Three card monte Featured

11:08am EDT January 25, 2005
There's word at city hall of a new miracle drug that will surely cure Cleveland's economic woes. It's called a casino, and Mayor Jane Campbell has announced she will spearhead efforts to put on the ballot in November 2005 an initiative to change Ohio's constitution and legalize casino gambling.

I have nothing against gambling. Not only did I vote for the constitutional amendment the last two times around, I also enjoy a good game of cards.

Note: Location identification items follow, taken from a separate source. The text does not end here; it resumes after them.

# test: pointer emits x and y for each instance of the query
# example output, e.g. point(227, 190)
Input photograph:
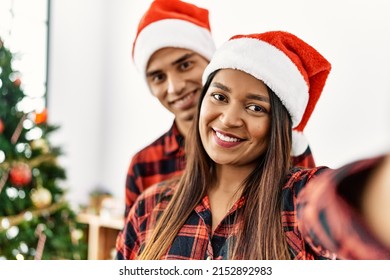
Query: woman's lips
point(226, 141)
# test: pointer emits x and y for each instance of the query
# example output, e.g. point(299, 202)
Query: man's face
point(174, 76)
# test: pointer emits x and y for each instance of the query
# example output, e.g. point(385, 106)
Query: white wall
point(107, 112)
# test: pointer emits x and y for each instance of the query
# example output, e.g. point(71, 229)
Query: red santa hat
point(172, 23)
point(291, 68)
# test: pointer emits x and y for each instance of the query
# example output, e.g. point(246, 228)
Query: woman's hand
point(376, 202)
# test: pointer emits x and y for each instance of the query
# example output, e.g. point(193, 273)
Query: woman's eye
point(185, 65)
point(158, 78)
point(256, 108)
point(219, 97)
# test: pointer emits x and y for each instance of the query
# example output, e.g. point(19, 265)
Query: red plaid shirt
point(159, 161)
point(313, 215)
point(164, 159)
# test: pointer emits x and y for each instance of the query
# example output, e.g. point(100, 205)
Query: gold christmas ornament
point(40, 144)
point(41, 197)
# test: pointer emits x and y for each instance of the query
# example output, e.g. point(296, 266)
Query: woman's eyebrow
point(221, 86)
point(258, 97)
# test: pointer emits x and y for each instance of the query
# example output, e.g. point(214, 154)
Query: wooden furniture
point(102, 233)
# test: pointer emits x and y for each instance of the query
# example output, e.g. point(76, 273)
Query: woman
point(239, 198)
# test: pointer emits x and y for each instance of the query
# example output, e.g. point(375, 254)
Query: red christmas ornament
point(1, 126)
point(20, 174)
point(41, 117)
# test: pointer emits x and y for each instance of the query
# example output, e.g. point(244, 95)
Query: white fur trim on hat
point(268, 64)
point(171, 33)
point(299, 143)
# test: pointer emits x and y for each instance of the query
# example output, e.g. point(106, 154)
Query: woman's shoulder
point(298, 177)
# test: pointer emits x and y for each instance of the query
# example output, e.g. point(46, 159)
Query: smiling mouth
point(226, 138)
point(184, 102)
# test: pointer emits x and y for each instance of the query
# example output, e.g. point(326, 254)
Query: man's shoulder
point(155, 146)
point(158, 194)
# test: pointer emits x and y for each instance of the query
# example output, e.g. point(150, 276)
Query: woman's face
point(235, 118)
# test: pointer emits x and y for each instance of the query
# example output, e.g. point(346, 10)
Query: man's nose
point(175, 84)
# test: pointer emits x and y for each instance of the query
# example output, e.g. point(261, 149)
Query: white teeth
point(226, 138)
point(184, 99)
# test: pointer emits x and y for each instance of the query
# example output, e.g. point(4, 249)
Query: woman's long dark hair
point(262, 235)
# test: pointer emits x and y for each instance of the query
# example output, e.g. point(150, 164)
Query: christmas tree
point(36, 222)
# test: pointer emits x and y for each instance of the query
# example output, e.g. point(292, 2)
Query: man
point(172, 48)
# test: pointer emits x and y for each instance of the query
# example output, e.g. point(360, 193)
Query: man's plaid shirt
point(312, 216)
point(165, 158)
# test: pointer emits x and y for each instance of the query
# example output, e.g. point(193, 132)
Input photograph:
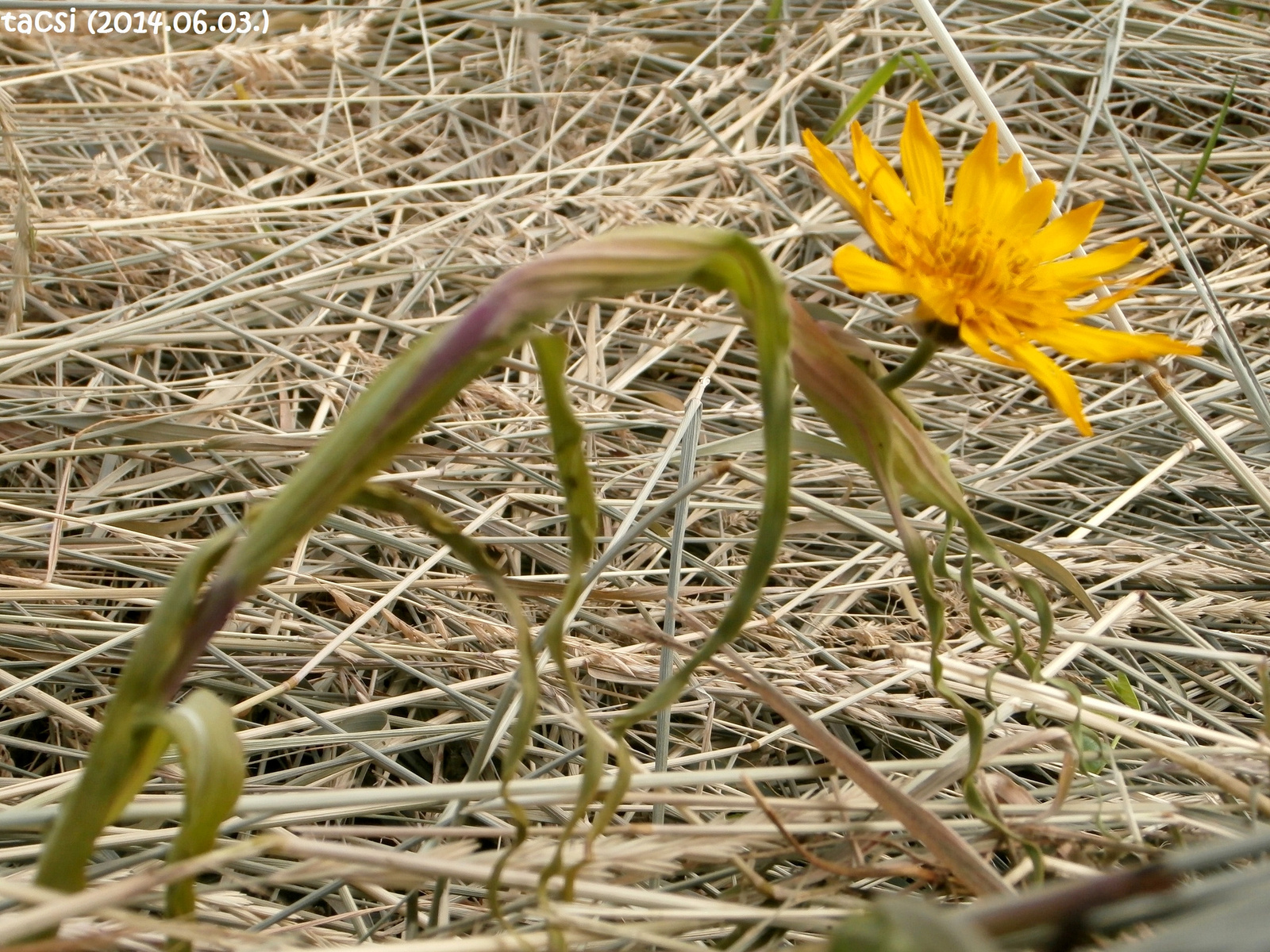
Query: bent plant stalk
point(397, 405)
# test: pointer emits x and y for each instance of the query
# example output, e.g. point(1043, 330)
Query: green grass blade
point(1212, 144)
point(860, 99)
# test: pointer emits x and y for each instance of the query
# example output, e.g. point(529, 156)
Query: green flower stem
point(926, 348)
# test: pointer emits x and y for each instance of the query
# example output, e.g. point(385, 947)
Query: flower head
point(987, 263)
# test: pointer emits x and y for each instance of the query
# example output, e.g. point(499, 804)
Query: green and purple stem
point(398, 404)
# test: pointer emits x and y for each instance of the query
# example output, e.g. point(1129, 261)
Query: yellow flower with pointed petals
point(987, 263)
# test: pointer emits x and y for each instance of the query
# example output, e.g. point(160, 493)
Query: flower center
point(965, 260)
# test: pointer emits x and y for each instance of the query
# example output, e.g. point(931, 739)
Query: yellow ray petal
point(976, 177)
point(1009, 190)
point(876, 175)
point(1030, 213)
point(1054, 381)
point(1109, 346)
point(1064, 234)
point(833, 171)
point(863, 273)
point(1091, 266)
point(924, 168)
point(973, 338)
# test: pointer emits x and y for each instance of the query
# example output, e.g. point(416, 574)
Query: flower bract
point(987, 263)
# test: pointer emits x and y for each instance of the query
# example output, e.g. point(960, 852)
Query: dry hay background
point(232, 240)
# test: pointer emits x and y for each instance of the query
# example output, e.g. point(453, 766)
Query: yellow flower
point(987, 263)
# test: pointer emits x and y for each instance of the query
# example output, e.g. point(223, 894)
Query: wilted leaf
point(211, 757)
point(876, 432)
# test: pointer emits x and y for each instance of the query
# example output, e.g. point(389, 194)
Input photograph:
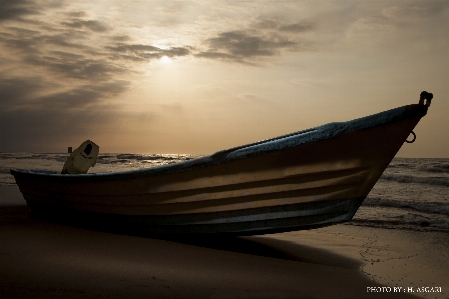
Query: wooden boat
point(302, 180)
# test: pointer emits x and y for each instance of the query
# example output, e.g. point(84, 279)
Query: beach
point(40, 259)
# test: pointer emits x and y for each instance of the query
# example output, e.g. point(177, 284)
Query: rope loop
point(414, 137)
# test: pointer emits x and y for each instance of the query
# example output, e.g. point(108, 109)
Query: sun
point(165, 59)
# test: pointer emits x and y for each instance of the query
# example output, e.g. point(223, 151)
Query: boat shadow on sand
point(261, 245)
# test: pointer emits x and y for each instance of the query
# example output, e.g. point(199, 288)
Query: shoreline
point(46, 260)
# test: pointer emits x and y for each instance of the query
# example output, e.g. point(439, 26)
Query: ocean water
point(412, 193)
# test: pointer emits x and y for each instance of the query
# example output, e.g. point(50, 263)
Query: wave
point(426, 207)
point(5, 170)
point(411, 222)
point(434, 181)
point(442, 168)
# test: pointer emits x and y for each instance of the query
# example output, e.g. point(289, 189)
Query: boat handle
point(414, 137)
point(224, 152)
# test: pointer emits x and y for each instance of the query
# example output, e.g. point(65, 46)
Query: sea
point(411, 194)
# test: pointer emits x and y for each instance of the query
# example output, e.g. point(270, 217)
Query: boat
point(307, 179)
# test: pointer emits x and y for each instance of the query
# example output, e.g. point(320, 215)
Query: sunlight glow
point(165, 59)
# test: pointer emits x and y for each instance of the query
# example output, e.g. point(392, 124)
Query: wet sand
point(46, 260)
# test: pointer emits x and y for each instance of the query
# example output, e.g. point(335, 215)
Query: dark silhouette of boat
point(302, 180)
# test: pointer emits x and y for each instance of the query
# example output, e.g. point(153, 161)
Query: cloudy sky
point(199, 76)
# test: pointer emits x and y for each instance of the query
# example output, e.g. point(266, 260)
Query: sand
point(46, 260)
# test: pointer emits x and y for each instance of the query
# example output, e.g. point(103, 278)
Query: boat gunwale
point(323, 132)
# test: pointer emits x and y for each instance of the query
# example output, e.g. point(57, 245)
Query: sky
point(194, 77)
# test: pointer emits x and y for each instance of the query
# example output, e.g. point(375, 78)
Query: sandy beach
point(47, 260)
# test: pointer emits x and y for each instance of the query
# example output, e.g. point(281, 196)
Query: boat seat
point(81, 159)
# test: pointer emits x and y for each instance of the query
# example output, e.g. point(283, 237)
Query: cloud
point(15, 9)
point(76, 66)
point(278, 25)
point(93, 25)
point(241, 46)
point(141, 52)
point(261, 39)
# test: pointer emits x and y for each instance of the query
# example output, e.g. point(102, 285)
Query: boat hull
point(298, 187)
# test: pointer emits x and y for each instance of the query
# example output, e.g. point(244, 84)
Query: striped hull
point(308, 185)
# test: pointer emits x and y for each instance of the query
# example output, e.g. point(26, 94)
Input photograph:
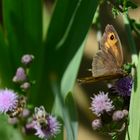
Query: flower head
point(20, 75)
point(96, 124)
point(25, 86)
point(27, 59)
point(101, 103)
point(8, 100)
point(118, 115)
point(46, 126)
point(123, 86)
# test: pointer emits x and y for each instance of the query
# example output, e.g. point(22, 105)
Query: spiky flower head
point(8, 100)
point(20, 75)
point(124, 86)
point(118, 115)
point(101, 103)
point(25, 86)
point(46, 126)
point(96, 124)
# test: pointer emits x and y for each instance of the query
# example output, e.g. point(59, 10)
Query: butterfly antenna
point(89, 70)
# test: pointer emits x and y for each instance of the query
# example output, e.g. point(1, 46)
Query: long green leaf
point(134, 113)
point(7, 132)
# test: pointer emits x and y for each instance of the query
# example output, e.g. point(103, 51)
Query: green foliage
point(57, 59)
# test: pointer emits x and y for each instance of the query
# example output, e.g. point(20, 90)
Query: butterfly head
point(111, 39)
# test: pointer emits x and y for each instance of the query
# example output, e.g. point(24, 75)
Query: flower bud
point(27, 59)
point(118, 115)
point(125, 112)
point(20, 75)
point(96, 124)
point(25, 86)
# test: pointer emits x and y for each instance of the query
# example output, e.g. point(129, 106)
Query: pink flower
point(27, 59)
point(101, 103)
point(8, 100)
point(46, 126)
point(20, 75)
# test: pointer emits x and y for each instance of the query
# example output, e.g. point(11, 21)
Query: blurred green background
point(60, 34)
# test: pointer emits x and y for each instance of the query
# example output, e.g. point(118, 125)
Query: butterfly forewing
point(111, 43)
point(108, 60)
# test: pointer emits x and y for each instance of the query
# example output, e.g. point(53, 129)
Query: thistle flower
point(96, 124)
point(123, 86)
point(8, 100)
point(101, 103)
point(118, 115)
point(20, 75)
point(25, 86)
point(46, 126)
point(27, 59)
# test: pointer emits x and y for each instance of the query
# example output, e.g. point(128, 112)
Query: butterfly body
point(108, 61)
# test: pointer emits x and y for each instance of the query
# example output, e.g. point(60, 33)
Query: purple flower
point(101, 103)
point(46, 126)
point(123, 86)
point(27, 59)
point(118, 115)
point(96, 124)
point(25, 86)
point(8, 100)
point(20, 75)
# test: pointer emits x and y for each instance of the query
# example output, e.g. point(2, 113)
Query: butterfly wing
point(110, 42)
point(109, 59)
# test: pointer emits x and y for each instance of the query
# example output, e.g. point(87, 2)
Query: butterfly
point(108, 61)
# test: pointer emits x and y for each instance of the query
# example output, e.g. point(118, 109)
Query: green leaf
point(7, 132)
point(5, 61)
point(23, 26)
point(134, 113)
point(131, 4)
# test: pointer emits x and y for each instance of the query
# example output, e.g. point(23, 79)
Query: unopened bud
point(27, 59)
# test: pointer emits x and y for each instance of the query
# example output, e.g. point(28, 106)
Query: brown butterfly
point(108, 61)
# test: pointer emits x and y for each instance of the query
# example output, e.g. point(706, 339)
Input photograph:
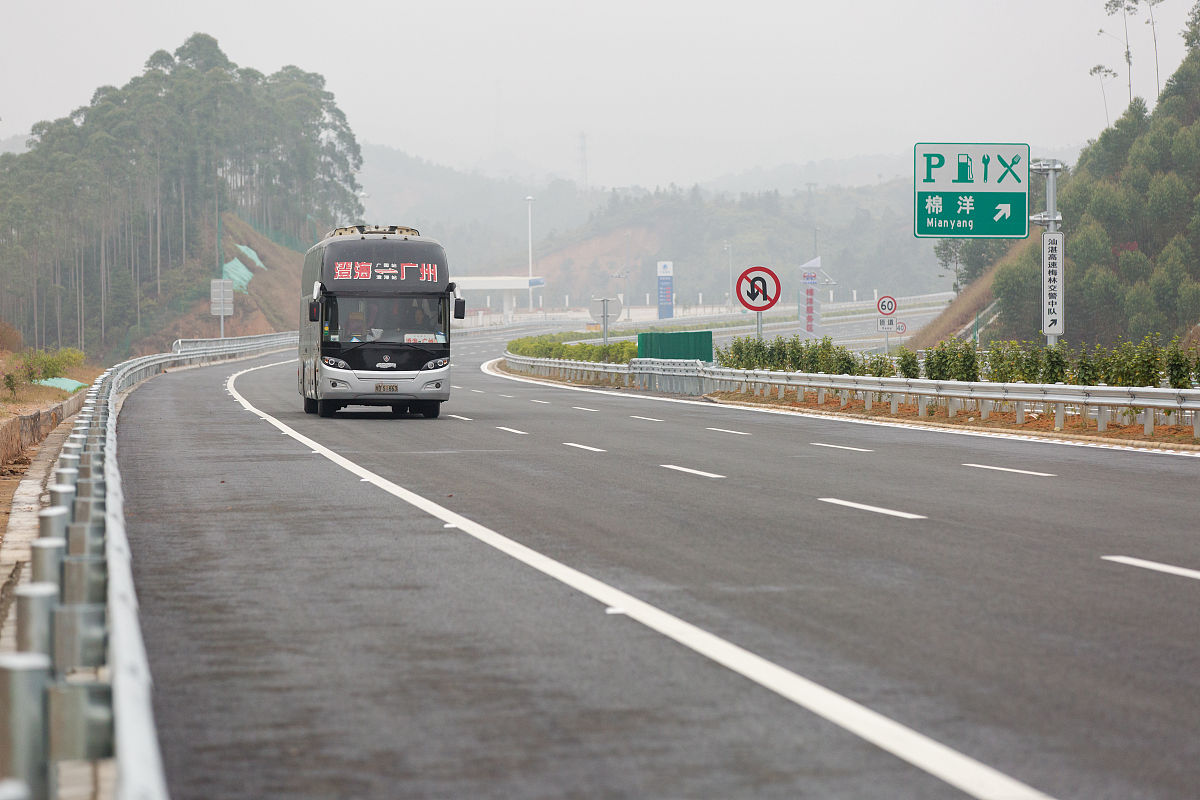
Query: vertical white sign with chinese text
point(1051, 283)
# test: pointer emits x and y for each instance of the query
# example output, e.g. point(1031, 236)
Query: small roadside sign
point(1053, 323)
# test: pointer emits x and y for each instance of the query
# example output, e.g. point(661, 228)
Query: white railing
point(700, 378)
point(90, 603)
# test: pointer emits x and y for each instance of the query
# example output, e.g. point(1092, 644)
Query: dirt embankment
point(972, 300)
point(271, 304)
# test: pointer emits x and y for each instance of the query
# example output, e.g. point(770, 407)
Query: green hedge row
point(552, 347)
point(801, 355)
point(40, 365)
point(1126, 364)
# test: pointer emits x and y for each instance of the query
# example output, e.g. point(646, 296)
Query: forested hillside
point(1132, 216)
point(585, 238)
point(863, 235)
point(108, 221)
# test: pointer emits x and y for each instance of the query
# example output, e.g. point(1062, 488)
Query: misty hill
point(582, 239)
point(13, 143)
point(479, 218)
point(1132, 226)
point(139, 178)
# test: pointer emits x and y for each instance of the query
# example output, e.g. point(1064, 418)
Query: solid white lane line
point(821, 444)
point(891, 512)
point(690, 471)
point(1158, 566)
point(959, 770)
point(489, 367)
point(1009, 469)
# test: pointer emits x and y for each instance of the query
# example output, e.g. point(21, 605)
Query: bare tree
point(1153, 34)
point(1126, 7)
point(1103, 73)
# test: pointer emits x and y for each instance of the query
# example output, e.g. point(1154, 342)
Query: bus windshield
point(394, 319)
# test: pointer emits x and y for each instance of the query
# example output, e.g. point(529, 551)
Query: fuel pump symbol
point(966, 173)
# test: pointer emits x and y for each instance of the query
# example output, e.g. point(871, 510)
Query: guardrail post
point(23, 679)
point(35, 607)
point(81, 721)
point(46, 558)
point(63, 495)
point(52, 523)
point(13, 789)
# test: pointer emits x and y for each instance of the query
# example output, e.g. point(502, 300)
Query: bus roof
point(361, 230)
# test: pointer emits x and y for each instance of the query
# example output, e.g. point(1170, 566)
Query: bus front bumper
point(383, 388)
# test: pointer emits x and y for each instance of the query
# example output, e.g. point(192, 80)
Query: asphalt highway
point(551, 593)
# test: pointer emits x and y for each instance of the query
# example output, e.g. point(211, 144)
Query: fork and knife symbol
point(1009, 167)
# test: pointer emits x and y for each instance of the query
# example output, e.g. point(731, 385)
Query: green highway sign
point(971, 191)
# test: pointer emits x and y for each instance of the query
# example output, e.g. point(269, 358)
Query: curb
point(1032, 435)
point(1055, 435)
point(27, 501)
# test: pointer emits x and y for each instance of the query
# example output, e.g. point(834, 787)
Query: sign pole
point(1051, 262)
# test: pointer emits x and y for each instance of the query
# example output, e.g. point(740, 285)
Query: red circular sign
point(757, 288)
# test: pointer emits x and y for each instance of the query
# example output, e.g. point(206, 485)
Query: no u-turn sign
point(759, 288)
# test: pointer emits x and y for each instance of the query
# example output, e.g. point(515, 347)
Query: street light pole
point(529, 200)
point(729, 295)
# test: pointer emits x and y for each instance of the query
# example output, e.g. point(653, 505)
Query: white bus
point(375, 322)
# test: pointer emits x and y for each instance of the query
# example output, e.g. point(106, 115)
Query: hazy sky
point(664, 90)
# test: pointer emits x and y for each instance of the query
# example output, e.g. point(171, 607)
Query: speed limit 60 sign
point(757, 288)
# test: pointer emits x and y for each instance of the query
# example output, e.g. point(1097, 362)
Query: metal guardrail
point(700, 378)
point(233, 344)
point(79, 685)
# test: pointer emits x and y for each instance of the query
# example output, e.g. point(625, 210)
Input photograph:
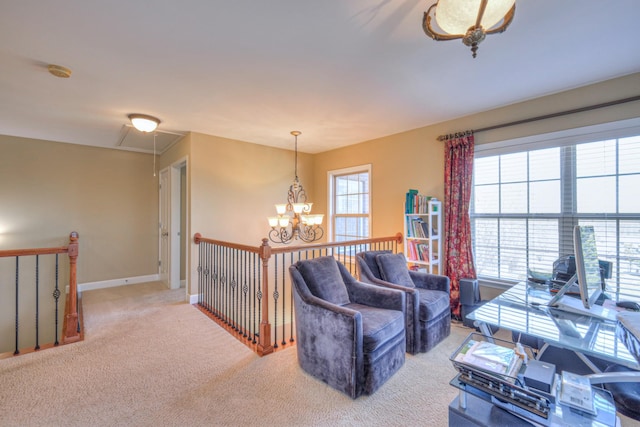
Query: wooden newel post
point(264, 343)
point(70, 329)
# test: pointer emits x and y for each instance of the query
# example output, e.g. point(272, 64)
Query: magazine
point(576, 392)
point(490, 357)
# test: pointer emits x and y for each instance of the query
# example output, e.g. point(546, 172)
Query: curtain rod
point(544, 117)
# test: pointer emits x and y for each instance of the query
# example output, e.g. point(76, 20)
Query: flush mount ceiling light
point(469, 20)
point(143, 122)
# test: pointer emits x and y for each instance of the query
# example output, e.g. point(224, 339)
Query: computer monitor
point(587, 265)
point(588, 275)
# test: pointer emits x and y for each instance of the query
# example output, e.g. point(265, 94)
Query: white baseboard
point(89, 286)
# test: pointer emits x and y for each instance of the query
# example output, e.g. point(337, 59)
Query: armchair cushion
point(432, 304)
point(378, 326)
point(393, 268)
point(324, 280)
point(371, 262)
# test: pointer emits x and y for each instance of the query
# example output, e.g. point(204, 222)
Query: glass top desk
point(522, 309)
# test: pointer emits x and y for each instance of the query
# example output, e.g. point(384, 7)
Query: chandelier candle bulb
point(273, 221)
point(283, 221)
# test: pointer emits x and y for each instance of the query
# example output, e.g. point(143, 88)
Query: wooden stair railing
point(237, 281)
point(71, 331)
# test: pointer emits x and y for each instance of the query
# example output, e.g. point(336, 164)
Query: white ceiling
point(340, 71)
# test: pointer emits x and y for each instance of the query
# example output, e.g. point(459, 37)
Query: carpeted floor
point(149, 359)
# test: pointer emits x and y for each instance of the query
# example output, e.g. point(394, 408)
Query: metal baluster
point(37, 347)
point(284, 313)
point(17, 351)
point(256, 282)
point(291, 299)
point(56, 296)
point(245, 289)
point(275, 303)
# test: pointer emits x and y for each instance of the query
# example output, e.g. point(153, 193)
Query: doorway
point(173, 225)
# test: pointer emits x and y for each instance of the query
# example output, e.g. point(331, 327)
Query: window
point(527, 198)
point(350, 217)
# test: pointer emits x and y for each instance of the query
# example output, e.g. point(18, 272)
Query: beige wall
point(233, 187)
point(108, 196)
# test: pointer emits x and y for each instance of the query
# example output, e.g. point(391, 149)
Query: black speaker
point(469, 292)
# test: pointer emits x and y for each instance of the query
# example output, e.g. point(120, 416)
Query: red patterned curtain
point(457, 226)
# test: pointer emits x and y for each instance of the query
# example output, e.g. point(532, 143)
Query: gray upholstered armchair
point(428, 312)
point(349, 334)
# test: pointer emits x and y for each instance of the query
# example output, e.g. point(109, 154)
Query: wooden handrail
point(70, 331)
point(265, 251)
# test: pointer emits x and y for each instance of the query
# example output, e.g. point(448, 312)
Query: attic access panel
point(133, 139)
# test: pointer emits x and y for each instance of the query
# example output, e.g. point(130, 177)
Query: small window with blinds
point(350, 203)
point(526, 201)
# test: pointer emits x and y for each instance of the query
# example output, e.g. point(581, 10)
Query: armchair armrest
point(430, 281)
point(372, 295)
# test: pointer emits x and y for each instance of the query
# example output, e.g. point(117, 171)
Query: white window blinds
point(527, 198)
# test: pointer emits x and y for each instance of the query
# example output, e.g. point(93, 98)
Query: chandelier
point(469, 20)
point(294, 218)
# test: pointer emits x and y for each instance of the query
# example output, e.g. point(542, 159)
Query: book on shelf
point(418, 251)
point(492, 358)
point(416, 203)
point(418, 228)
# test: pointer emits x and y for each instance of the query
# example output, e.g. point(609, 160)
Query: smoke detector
point(59, 71)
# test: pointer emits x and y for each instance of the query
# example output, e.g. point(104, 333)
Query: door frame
point(175, 222)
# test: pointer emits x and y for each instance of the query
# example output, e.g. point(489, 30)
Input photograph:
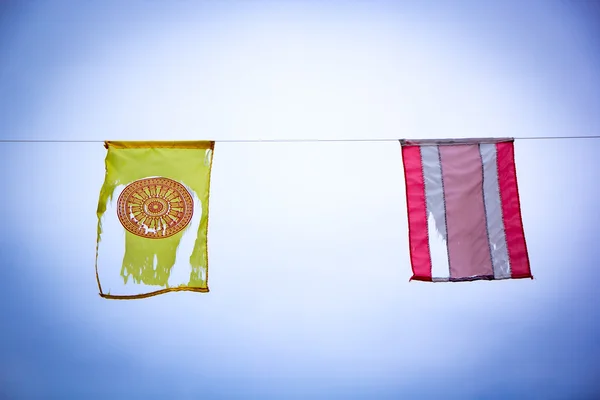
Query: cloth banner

However, I refuse to drink the Kool Aid and join the club that asserts a casino will help this region's economy more than, say, targeted business incentives designed to attract and retain companies and jobs. You only need to look at Akron and Mayor Don Plusquellic to see successful business development initiatives at work -- minus the casino.

It's no secret that Mayor Campbell has begun contemplating her re-election campaign and that voters aren't exactly enamored with the results of her first term. So accomplishing something "big" might create momentum that could sweep her back into office.

Unfortunately, this casino rhetoric sounds hauntingly familiar to the doomed convention center argument: "It works for everybody else; why shouldn't it work for us?

Proponents claim a casino will keep local gamblers from taking their chips out of state and also attract out-of-region gamblers, who would add Cleveland to their "gambling junket" city list. Studies may support this notion, but remember, studies also pronounced drugs such as Vioxx and Celebrex safe and effective.

To be fair, I also don't subscribe to the opponents' just-as-ludicrous claims that a casino will bring bad elements such as increased crime, drugs, prostitution or even a new class of gambling addicts. Drive by your local gas station and look at the long lines in front of the Ohio Lottery machine. Ardent gamblers already exist in today's society, and they're seeking a visit from Lady Luck every week.

So why my opposition?

Because the time has come for politicians to stop trotting out one panacea after another rather than taking the time to develop and present sound, long-range business development plans. Instead, this proposal smacks of both political and economic desperation. And we simply deserve better.